Branch Prediction: Why an if Inside a Hot Loop Costs Milliseconds

Hot loops with unpredictable branches can waste millions of cycles on pipeline flushes. Same Big-O, different wall-clock time: the CPU does not execute one instruction at a time; it pipelines work and speculates on branches. When speculation is wrong, the pipeline is cleared. This log is about making branches predictable or removing them on critical paths.

Pipelining: the CPU assembly line

Modern CPUs overlap stages of instruction handling:

Fetch
Decode
Execute
Write-back

While one instruction executes, the next may already be decoded and the one after that fetched. Throughput stays high when the instruction stream is steady.

The pipeline wants a straight path. A branch is a fork: the CPU must know which instructions come next before it can keep the pipe full.

Branches and the branch predictor

Evaluating data[i] >= 128 takes clock cycles. The pipeline cannot always wait idle.

Branch prediction: hardware guesses which way the branch will go and speculatively executes down that path. If the guess is right, work is already in flight. If wrong, that work is discarded.

Misprediction: pipeline flush

When the guess is wrong:

Speculative results are thrown away.
The pipeline is flushed.
Correct instructions are fetched and the pipe refills.

Cost: on many cores, a mispredict is often on the order of 10 to 20 cycles (architecture-dependent). In a loop of 1,000,000 iterations with random branch outcomes, mispredictions dominate.

Example: conditional inside a tight loop

for (int i = 0; i < 100000; i++) {
    if (data[i] >= 128) {
        sum += data[i];
    }
}

Data pattern	Predictor behavior	Typical outcome
Sorted (false then true)	Learns pattern; ~one transition	Few mispredicts
Random	Hard to predict	Many mispredicts, many flushes

Key idea: the same source shape, different data layout, radically different cycle cost.

Mermaid: speculate vs flush

sequenceDiagram
    participant Pipe as Pipeline
    participant Pred as Branch predictor
    participant ALU

    Pipe->>Pred: Branch at PC
    Pred->>Pipe: Guess taken / not taken
    Pipe->>ALU: Speculative execute
    ALU-->>Pipe: Actual condition result
    alt Guess correct
        Pipe->>Pipe: Commit speculative work
    else Guess wrong
        Pipe->>Pipe: Flush pipeline, refetch correct path
    end

Fix 1: make the branch predictable (sort)

If you can reorder data:

Sort so all values < 128 come first, then >= 128.
The branch outcome is false for a long run, then true for a long run.

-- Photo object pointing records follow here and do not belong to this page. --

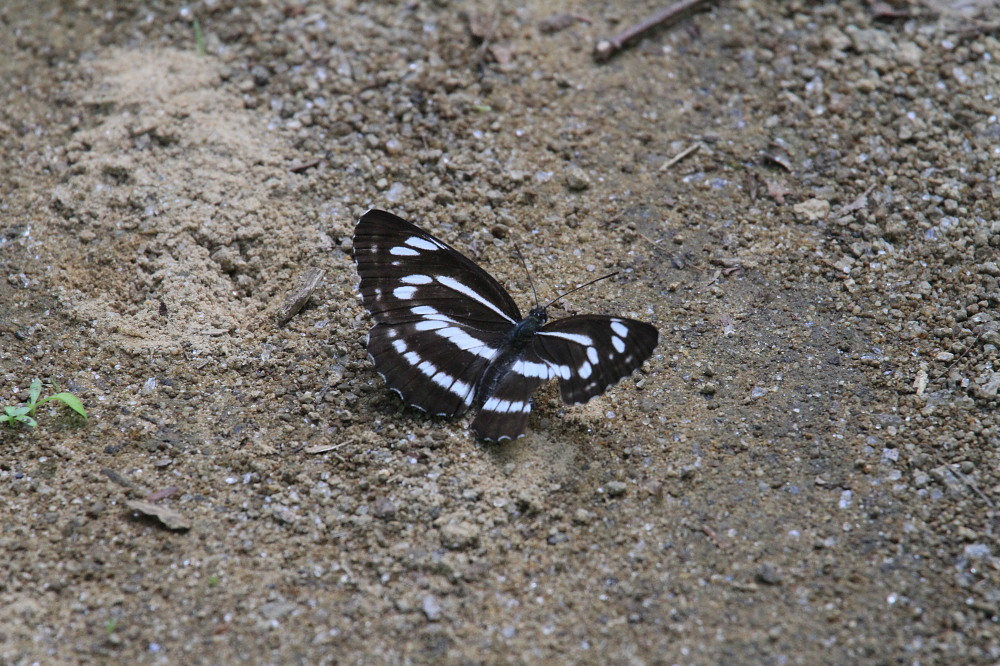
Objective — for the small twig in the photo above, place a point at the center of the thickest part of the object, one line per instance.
(299, 167)
(310, 281)
(608, 47)
(690, 150)
(960, 357)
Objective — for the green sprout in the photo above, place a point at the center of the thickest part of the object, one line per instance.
(24, 414)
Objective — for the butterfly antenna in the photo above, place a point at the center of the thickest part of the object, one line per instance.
(526, 271)
(578, 288)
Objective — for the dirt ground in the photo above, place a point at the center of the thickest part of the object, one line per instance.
(802, 196)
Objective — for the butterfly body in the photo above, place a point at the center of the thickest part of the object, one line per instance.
(448, 337)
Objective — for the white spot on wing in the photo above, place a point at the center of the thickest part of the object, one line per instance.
(455, 285)
(571, 337)
(531, 369)
(429, 325)
(422, 243)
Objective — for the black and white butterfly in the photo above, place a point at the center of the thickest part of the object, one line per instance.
(448, 337)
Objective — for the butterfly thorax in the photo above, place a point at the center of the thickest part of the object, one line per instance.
(527, 327)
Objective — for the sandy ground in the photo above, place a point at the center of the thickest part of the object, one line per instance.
(806, 471)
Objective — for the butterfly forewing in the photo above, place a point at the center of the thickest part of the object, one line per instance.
(401, 266)
(590, 353)
(448, 337)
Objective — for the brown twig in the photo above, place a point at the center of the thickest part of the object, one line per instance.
(690, 150)
(291, 307)
(608, 47)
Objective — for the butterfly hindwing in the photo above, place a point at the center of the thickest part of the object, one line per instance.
(447, 336)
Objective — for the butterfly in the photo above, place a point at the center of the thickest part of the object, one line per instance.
(448, 337)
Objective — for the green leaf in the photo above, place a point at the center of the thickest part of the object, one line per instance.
(71, 401)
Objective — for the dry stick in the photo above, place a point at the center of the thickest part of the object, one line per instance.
(690, 150)
(608, 47)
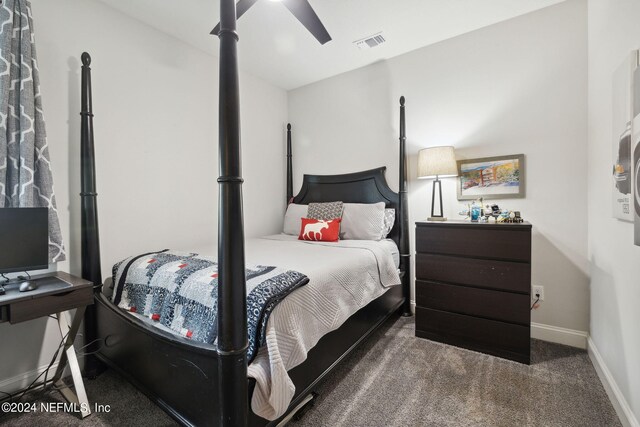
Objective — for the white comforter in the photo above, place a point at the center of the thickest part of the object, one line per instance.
(344, 277)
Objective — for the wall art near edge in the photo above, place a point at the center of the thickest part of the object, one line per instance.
(498, 177)
(635, 144)
(622, 170)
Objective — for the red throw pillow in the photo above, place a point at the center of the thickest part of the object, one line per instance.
(319, 230)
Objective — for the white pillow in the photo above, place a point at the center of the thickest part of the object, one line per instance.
(362, 221)
(293, 219)
(389, 219)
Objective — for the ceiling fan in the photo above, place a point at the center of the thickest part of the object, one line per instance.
(301, 9)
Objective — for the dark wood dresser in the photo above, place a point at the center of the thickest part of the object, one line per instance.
(473, 286)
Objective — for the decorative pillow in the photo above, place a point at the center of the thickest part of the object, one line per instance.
(320, 230)
(325, 211)
(389, 219)
(292, 218)
(362, 221)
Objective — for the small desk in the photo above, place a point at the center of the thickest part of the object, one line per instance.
(57, 293)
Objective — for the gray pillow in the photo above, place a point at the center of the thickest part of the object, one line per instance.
(293, 219)
(362, 221)
(325, 211)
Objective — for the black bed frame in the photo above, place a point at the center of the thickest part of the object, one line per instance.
(204, 385)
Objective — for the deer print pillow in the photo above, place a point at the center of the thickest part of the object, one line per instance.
(320, 230)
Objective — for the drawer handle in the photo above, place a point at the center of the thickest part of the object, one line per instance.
(64, 294)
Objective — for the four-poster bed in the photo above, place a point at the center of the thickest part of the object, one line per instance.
(203, 384)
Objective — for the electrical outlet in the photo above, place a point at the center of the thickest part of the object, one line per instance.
(538, 291)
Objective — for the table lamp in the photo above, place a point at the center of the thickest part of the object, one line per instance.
(438, 162)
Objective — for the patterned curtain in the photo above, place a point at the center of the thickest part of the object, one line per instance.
(25, 170)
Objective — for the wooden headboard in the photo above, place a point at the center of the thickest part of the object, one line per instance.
(368, 186)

The predictor sees a stable pattern; mispredicts cluster near the single transition instead of every iteration.

In practice: sorting before the loop can yield large speedups (reports often cite ~6x or more vs random data on the same loop; always validate on your CPU and workload).

Fix 2: branchless and/or loop unrolling

Branchless accumulation

Avoid the if by turning the condition into a mask or a 0/1 multiplier.

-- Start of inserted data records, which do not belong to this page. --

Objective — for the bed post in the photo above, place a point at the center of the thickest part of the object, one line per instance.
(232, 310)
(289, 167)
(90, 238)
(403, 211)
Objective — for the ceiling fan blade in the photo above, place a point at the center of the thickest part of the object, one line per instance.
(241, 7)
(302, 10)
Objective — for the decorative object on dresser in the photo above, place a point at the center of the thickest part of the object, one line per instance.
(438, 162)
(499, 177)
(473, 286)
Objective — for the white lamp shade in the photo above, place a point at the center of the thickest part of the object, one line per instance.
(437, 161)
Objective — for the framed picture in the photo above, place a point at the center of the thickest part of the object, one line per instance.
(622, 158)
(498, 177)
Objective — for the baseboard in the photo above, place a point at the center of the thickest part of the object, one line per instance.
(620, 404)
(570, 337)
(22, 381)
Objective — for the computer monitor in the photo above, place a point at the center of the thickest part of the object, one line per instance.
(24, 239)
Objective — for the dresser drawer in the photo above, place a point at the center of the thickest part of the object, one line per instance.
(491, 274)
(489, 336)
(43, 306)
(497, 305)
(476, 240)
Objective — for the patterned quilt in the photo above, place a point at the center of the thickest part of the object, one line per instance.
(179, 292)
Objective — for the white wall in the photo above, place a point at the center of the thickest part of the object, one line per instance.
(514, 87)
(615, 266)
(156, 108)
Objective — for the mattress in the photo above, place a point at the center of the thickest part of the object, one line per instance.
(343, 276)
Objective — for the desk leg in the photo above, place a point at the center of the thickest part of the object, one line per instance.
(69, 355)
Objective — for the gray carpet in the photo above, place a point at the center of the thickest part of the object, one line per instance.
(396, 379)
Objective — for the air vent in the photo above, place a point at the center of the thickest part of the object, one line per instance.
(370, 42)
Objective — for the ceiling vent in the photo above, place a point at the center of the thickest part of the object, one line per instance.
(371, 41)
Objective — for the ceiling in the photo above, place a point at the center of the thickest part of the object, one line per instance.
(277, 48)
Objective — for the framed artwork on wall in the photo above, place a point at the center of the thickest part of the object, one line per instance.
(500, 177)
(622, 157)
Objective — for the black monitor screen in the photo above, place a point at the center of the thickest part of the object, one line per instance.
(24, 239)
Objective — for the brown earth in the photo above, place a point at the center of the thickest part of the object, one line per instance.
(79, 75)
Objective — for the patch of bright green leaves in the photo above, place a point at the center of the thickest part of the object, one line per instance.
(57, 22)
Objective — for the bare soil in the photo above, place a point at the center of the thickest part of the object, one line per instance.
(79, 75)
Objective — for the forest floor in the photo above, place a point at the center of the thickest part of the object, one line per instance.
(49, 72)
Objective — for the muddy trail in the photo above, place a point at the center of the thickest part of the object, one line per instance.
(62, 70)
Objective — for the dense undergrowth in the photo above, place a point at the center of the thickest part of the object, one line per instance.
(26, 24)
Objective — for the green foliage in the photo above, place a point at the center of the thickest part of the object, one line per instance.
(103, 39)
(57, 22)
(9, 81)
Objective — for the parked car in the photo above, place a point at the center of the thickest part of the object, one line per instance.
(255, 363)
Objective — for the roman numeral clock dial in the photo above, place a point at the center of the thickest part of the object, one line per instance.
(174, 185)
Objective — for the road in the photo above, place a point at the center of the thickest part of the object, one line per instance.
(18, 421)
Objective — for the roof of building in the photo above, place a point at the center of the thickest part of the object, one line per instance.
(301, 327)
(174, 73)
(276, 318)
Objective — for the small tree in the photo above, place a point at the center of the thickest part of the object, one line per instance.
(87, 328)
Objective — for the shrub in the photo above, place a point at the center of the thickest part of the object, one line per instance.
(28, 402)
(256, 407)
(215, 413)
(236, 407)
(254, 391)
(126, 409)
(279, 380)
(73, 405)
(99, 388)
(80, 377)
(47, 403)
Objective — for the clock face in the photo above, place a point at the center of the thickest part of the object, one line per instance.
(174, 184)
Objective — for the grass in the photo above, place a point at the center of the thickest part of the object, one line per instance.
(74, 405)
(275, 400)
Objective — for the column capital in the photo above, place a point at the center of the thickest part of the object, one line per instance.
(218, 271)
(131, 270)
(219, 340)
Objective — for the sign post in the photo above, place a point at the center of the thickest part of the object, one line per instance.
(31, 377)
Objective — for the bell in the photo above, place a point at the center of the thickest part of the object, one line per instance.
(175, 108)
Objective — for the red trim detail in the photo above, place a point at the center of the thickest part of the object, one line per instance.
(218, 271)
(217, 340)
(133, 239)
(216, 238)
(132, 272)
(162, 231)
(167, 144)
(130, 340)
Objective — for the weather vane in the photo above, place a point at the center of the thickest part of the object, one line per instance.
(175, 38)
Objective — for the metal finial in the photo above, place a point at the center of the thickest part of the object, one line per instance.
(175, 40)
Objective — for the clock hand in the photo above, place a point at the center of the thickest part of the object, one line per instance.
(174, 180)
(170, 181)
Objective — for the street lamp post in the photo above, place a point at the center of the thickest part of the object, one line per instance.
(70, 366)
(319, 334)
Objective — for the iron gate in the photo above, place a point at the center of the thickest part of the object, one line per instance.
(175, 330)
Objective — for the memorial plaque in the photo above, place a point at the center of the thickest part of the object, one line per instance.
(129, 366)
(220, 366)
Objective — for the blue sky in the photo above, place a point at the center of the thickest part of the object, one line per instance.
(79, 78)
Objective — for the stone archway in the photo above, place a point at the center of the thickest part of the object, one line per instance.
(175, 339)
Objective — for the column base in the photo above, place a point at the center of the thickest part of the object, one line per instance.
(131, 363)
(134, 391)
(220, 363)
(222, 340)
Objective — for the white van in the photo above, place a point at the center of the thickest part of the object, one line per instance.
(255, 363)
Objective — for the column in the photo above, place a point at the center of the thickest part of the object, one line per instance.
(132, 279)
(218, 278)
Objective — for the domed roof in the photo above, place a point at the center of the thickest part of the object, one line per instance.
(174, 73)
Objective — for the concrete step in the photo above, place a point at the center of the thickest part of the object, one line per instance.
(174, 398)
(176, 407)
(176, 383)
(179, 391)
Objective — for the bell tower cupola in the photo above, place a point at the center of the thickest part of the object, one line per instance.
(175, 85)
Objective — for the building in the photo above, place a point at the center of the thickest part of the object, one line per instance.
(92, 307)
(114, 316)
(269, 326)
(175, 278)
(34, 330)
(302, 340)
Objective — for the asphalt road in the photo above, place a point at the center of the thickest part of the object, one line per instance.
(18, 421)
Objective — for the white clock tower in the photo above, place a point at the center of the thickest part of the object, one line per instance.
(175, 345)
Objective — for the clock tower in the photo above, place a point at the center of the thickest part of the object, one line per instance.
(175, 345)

Pattern A (C): multiply by 0 or 1

for (int i = 0; i < 100000; i++) {
    sum += data[i] * (data[i] >= 128);
}

(data[i] >= 128) evaluates to 0 or 1 in C.

Pattern B: mask with sign extension (no branch)

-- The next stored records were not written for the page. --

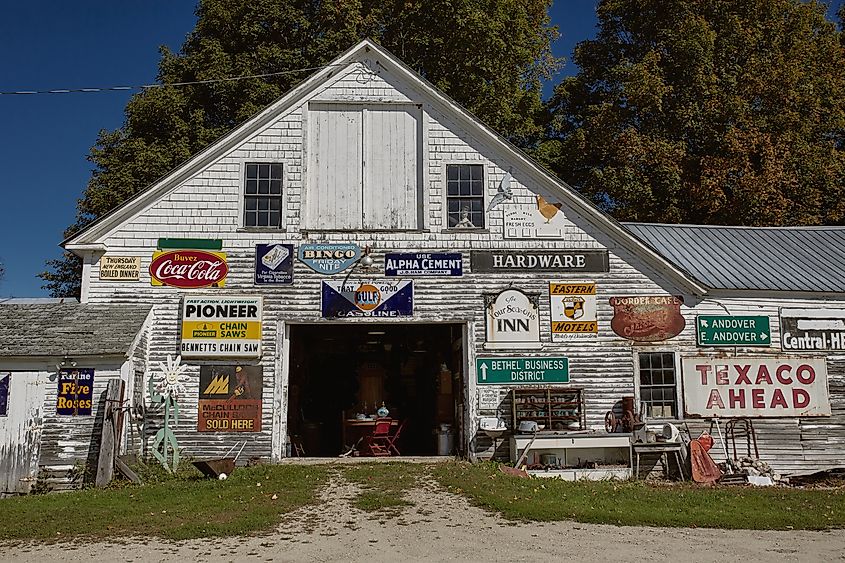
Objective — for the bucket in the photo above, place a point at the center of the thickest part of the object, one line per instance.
(445, 439)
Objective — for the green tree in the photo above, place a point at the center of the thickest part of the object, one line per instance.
(490, 56)
(706, 111)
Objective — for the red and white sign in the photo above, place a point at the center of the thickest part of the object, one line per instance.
(189, 269)
(755, 387)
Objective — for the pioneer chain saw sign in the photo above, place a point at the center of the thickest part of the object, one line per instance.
(221, 327)
(376, 298)
(755, 387)
(189, 269)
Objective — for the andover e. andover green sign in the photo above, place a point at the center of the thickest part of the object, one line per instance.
(521, 371)
(733, 330)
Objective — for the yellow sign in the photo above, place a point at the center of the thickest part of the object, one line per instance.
(573, 308)
(120, 268)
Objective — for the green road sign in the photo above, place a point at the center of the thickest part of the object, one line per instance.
(733, 330)
(521, 371)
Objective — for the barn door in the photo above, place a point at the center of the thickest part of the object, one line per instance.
(20, 428)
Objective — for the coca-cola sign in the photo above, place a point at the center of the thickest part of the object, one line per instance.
(189, 269)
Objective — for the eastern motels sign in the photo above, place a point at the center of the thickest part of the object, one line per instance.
(221, 327)
(744, 386)
(540, 261)
(230, 399)
(512, 320)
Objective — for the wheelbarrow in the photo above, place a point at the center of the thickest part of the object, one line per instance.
(221, 467)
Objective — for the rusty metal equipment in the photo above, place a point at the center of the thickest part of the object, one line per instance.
(222, 467)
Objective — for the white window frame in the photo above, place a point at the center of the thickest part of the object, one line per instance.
(679, 396)
(444, 178)
(242, 163)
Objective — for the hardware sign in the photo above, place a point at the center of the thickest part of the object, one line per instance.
(273, 264)
(733, 330)
(422, 264)
(189, 269)
(521, 371)
(540, 261)
(380, 298)
(329, 258)
(76, 392)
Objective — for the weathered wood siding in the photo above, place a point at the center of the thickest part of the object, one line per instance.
(208, 206)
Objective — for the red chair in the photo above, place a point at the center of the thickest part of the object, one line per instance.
(378, 443)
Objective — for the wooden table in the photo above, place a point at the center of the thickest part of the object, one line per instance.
(354, 429)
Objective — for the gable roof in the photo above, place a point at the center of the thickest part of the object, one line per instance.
(549, 186)
(73, 329)
(794, 259)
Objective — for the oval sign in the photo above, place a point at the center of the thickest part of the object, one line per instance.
(189, 269)
(329, 258)
(647, 318)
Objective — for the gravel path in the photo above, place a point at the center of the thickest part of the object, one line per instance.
(444, 527)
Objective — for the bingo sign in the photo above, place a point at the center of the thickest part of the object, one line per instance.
(221, 327)
(76, 392)
(785, 386)
(273, 264)
(368, 299)
(329, 258)
(188, 269)
(230, 399)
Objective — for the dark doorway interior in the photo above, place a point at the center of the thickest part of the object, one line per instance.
(339, 373)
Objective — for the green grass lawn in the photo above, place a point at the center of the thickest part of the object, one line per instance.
(632, 503)
(182, 507)
(384, 485)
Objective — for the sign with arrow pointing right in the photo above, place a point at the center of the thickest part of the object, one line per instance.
(733, 330)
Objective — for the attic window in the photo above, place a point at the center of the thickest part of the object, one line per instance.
(262, 194)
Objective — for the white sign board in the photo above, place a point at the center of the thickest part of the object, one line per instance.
(512, 320)
(725, 387)
(221, 327)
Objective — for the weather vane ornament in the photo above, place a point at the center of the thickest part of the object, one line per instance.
(165, 387)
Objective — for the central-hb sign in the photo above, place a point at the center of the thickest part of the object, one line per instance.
(755, 386)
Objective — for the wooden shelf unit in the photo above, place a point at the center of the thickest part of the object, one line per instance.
(555, 408)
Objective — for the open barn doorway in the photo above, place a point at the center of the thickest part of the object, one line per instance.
(342, 374)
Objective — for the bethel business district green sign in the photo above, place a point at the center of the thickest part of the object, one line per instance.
(733, 330)
(521, 371)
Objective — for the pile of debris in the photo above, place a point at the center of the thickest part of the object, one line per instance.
(750, 470)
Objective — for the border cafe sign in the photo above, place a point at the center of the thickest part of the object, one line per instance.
(512, 320)
(785, 386)
(221, 327)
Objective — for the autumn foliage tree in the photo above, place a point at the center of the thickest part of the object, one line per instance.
(490, 56)
(706, 111)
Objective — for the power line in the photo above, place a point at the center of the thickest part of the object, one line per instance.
(152, 86)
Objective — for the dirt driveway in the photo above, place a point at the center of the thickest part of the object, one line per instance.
(444, 527)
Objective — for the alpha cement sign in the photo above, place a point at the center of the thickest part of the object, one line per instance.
(221, 327)
(783, 386)
(558, 261)
(512, 320)
(812, 329)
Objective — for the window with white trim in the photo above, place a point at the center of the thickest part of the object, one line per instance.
(5, 383)
(658, 384)
(465, 196)
(262, 194)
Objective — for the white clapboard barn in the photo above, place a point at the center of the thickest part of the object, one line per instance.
(365, 241)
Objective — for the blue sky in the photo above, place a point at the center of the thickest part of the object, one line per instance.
(45, 138)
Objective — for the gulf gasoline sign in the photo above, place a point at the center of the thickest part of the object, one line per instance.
(221, 327)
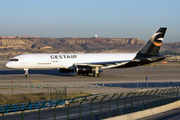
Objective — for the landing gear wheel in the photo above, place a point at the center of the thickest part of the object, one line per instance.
(95, 75)
(99, 74)
(27, 76)
(26, 73)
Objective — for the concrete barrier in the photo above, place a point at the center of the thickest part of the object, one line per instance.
(146, 113)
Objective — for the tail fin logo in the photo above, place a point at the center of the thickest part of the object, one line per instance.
(158, 39)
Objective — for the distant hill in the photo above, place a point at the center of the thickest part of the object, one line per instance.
(11, 47)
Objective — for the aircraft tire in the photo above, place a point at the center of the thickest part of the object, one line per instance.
(99, 74)
(27, 76)
(95, 75)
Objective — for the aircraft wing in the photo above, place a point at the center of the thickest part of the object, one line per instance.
(104, 65)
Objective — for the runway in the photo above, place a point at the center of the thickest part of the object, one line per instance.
(135, 74)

for (int i = 0; i < 100000; i++) {
    int ge = data[i] >= 128;
    int mask = -(int)(ge);   /* 0 or 0xFFFFFFFF */
    sum += data[i] & mask;
}

Exact bit tricks depend on types and compiler; measure with -O2 / -O3 and check assembly.

Loop unrolling

Process multiple elements per iteration (e.g. 4 at a time):

Fewer backward branches per element (the loop counter branch runs 1/4 as often).
More work for the scheduler to fill the pipeline.

Trade-off: larger code, possible unroll factor tuning, and you must handle the tail when N is not a multiple of the unroll factor.

When this matters

Hot paths: inner loops in indexing, search, analytics, codecs.
Random or adversarial input: worst case for predictors.
Microservices at scale: a few cycles per request times QPS is real money.

Key takeaways

Pipelining + speculation make branches cheap when predictable and expensive when wrong.
Random branches in tight loops cause mispredictions and pipeline flushes; wall time is not captured by Big-O alone.
Make data ordered (sort) when the branch pattern can become stable.
Remove the branch (branchless math, masks) or reduce branch frequency (unrolling) when you cannot sort.
Always validate on target hardware: compilers differ, and perf/llvm-mca tell the real story.